ACPI Error (tbxfroot-0513): Could not map memory at 0000040E for length 2 [20060707]
ACPI Exception (tbxfroot-0400): AE_NO_MEMORY, RSDP structure not found - Flags=8 [20060707]
ACPI: System description tables not found
pci 0000:00:00.0: reg 10: [mem 0xf4248000-0xf424bfff 64bit]
pci 0000:00:00.0: reg 1c: [mem 0xf4268000-0xf426bfff 64bit]

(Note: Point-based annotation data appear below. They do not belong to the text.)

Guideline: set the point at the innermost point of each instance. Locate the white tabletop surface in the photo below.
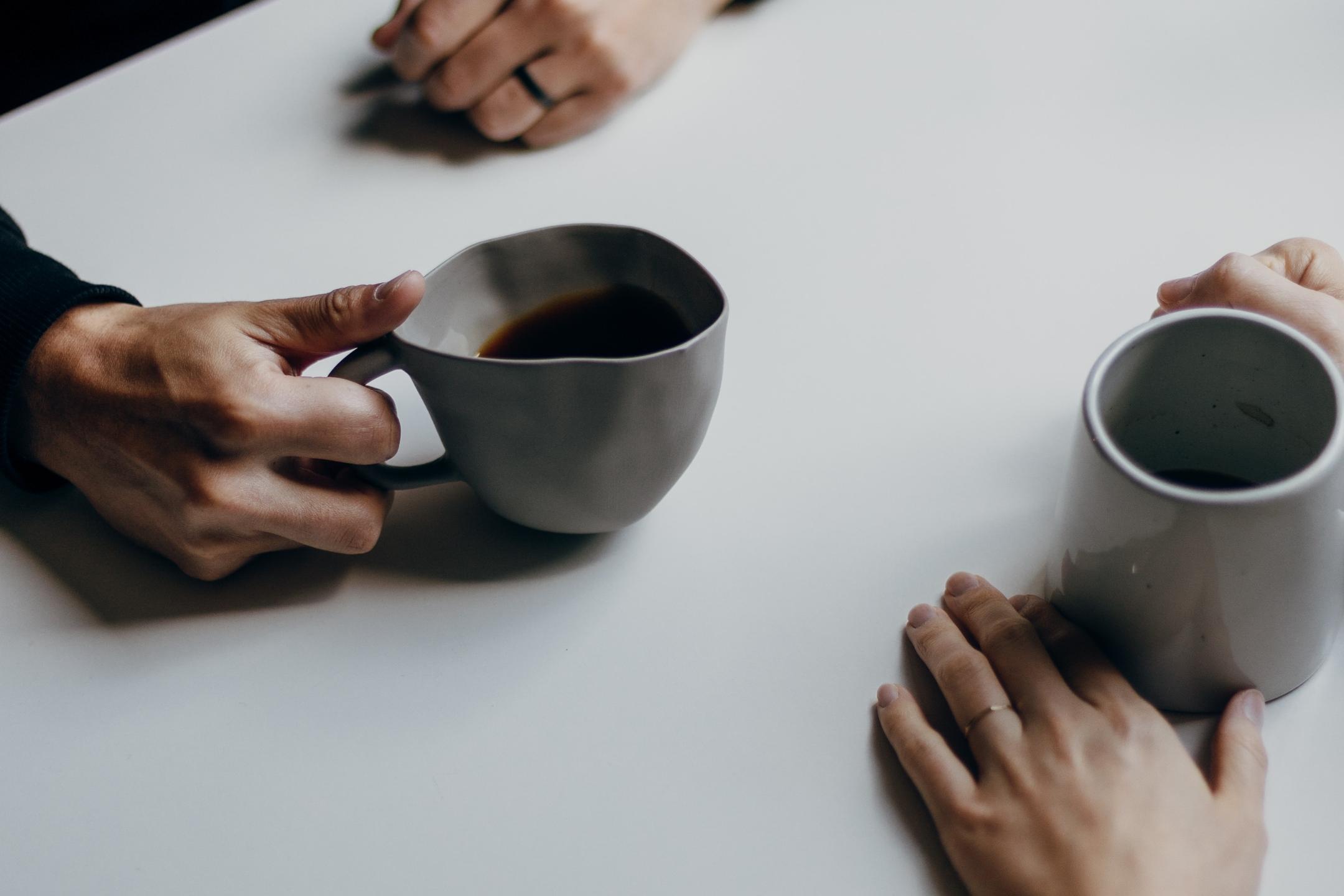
(929, 219)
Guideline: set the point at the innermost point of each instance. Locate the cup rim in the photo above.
(580, 359)
(1304, 478)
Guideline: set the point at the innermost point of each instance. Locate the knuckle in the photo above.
(493, 123)
(1007, 635)
(426, 26)
(971, 816)
(562, 12)
(605, 62)
(206, 559)
(1060, 737)
(370, 425)
(1254, 750)
(202, 493)
(960, 670)
(1229, 269)
(360, 535)
(450, 86)
(231, 421)
(338, 308)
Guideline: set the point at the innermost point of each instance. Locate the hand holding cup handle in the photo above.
(574, 445)
(363, 366)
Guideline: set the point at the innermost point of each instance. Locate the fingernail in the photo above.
(1253, 706)
(1175, 292)
(386, 289)
(921, 615)
(961, 582)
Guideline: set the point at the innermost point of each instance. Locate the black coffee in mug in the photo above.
(609, 322)
(1211, 480)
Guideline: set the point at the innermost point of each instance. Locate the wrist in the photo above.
(66, 355)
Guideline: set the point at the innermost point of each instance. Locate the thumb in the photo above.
(1244, 282)
(1239, 759)
(338, 320)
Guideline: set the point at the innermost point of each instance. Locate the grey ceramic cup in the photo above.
(569, 444)
(1198, 593)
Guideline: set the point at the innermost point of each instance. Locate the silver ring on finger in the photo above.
(983, 714)
(534, 89)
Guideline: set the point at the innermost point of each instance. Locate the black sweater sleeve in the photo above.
(34, 292)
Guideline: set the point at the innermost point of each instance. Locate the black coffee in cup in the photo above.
(609, 322)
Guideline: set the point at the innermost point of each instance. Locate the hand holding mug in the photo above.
(190, 430)
(543, 70)
(1081, 788)
(1297, 281)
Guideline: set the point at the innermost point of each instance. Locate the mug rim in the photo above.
(578, 359)
(1304, 478)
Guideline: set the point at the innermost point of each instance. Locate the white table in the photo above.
(929, 219)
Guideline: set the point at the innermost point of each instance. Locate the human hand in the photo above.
(190, 430)
(1299, 281)
(588, 57)
(1082, 789)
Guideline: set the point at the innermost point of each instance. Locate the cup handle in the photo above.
(367, 363)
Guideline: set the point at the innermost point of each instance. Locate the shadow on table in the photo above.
(123, 584)
(901, 791)
(396, 117)
(441, 534)
(446, 534)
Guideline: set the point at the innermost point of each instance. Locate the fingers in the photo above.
(330, 419)
(1308, 263)
(388, 32)
(436, 30)
(1009, 641)
(964, 676)
(572, 119)
(941, 778)
(1078, 658)
(507, 113)
(343, 515)
(487, 61)
(1246, 284)
(1239, 762)
(308, 328)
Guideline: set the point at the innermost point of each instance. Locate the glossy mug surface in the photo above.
(1198, 593)
(566, 444)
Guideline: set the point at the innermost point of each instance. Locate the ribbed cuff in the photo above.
(34, 292)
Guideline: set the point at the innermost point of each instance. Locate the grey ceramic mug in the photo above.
(569, 444)
(1199, 592)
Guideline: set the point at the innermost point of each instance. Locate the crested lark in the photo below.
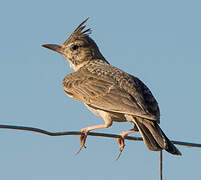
(110, 92)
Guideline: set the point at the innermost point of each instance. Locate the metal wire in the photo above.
(37, 130)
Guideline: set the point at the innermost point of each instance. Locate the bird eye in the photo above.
(74, 47)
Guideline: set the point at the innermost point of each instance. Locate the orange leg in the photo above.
(86, 130)
(120, 140)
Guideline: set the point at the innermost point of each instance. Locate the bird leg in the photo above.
(86, 130)
(120, 140)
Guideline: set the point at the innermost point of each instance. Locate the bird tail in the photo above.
(154, 137)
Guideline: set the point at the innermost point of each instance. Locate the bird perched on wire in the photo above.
(110, 93)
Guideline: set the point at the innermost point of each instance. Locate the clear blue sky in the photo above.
(157, 41)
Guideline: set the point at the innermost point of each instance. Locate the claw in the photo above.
(121, 143)
(83, 138)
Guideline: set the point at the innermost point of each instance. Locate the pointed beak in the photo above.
(53, 47)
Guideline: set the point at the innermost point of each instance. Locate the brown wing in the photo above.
(103, 92)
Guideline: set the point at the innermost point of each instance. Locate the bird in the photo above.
(110, 93)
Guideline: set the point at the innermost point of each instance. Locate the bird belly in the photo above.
(117, 117)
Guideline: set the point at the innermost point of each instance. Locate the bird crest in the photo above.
(78, 33)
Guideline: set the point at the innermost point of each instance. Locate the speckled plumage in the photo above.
(110, 92)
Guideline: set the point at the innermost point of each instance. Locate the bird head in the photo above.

Comment 5 Laszlo Ersek 2012-10-16 11:06:58 UTC
pcifront_scan_root
  pci_scan_bus_parented
    pci_create_bus
    pci_scan_child_bus
      pci_scan_slot /* for each slot */
        pci_scan_single_device /* for each function */
          pci_scan_device
            pci_setup_device
              set_pci_aer_firmware_first        <---- traversed now
                acpi_hest_firmware_first_pci
                  acpi_get_firmware_table("HEST")
                    acpi_os_get_root_pointer
                      acpi_find_root_pointer
                        acpi_tb_find_rsdp
              pci_read_bases
                __pci_read_base
                  prints "pci 0000:00:00.0: reg 10: [mem..." etc
          pci_device_add
          pci_scan_msi_device
  pci_walk_bus
    pcifront_claim_resource
      pci_claim_resource
        insert_resource
          __request_resource
  pci_bus_add_devices
    pci_bus_add_device

set_pci_aer_firmware_first() has return type "void", and it only decides
about "pdev->aer_firmware_first". So its failure seems to be unrelated to
the premature end of the bus scan.

Comment 6 Laszlo Ersek 2012-10-16 11:41:31 UTC
Created attachment 628112 [details]
debug messages in pci_scan_slot()

The scan terminates because the device reports itself as non-multi-function and the first found function is func 0.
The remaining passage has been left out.